The declaration in the predominantly Mormon state of Utah echoes an argument made by many conservative religious groups as porn becomes more accessible on smartphones and tablets.

“This isn’t just a religious moral issue,” said Republican Senator Todd Weiler, who sponsored the declaration.

Some people want to make this about sex education; no boy or girl needs to see those images to learn how families are created.

Critics say Utah is overstating the effects of pornography, which some say can be a healthy sexual outlet for adults.

The Free Speech Coalition, an American adult entertainment trade group, called Utah’s declaration an “old-fashioned” morals bill that is driven by ignorance and bias.

The coalition said in a statement that people who watch adult movies are more likely to have progressive views on sexuality and women’s rights — and that access to these movies correlates with a decline in sex crimes.

“The true public health crisis are socially conservative politicians like these who have fought adequate, science-based sexual health education for over 35 years,” the coalition said.


In Utah, the cultural aversion to scantily dressed women is evident.
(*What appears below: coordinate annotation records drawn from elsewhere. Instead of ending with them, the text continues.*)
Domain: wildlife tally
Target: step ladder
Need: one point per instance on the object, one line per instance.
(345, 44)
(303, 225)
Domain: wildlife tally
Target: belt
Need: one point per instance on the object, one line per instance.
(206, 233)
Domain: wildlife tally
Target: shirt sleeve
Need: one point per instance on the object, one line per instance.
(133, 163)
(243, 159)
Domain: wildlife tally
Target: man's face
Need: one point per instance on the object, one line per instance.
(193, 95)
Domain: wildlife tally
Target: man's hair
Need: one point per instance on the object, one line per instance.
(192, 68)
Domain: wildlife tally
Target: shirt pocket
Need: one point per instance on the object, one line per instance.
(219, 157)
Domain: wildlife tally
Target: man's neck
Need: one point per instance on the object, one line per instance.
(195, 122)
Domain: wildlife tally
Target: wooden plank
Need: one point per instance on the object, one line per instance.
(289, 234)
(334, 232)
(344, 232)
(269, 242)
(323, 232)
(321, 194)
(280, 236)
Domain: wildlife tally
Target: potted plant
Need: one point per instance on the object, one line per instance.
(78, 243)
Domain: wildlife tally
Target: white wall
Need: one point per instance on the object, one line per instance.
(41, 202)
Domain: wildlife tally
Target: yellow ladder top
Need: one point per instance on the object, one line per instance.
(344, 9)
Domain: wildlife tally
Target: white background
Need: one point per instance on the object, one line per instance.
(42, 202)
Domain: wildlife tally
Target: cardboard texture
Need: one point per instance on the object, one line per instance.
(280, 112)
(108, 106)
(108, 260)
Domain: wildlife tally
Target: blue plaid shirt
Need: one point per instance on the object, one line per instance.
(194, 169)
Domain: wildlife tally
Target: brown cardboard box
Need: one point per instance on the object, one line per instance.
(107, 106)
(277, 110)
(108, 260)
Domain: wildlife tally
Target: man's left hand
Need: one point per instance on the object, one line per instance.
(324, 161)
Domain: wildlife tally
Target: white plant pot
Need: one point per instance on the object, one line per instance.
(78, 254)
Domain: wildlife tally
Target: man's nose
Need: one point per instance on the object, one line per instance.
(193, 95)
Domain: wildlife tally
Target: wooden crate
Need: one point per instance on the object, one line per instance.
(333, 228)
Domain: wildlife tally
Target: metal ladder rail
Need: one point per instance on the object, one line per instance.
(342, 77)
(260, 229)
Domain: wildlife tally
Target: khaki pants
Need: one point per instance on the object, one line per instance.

Magazines and TV commercials featuring women wearing low-cut shirts or bikinis are considered by some to be soft pornography, and lingerie catalogues have been called “gateway porn”.

More than half of Utah’s 3 million residents belong to the Church of Jesus Christ of Latter-day Saints, among the conservative religions that in recent years have worked to shed light on what they consider the harms of pornography.

Utah’s declaration doesn’t change any laws or include any funds. Herbert emphasised the resolution doesn’t interfere with anybody’s rights. He said the state wants to take the lead in fostering more research and discussions about the danger of pornography.

Weiler said he won’t back down despite being mocked and scorned since he introduced his proposal in January.

He called on politicians to implore internet providers, restaurants and libraries to add filters so people have to opt-in to view pornography. He said that’s good citizenship, not censorship.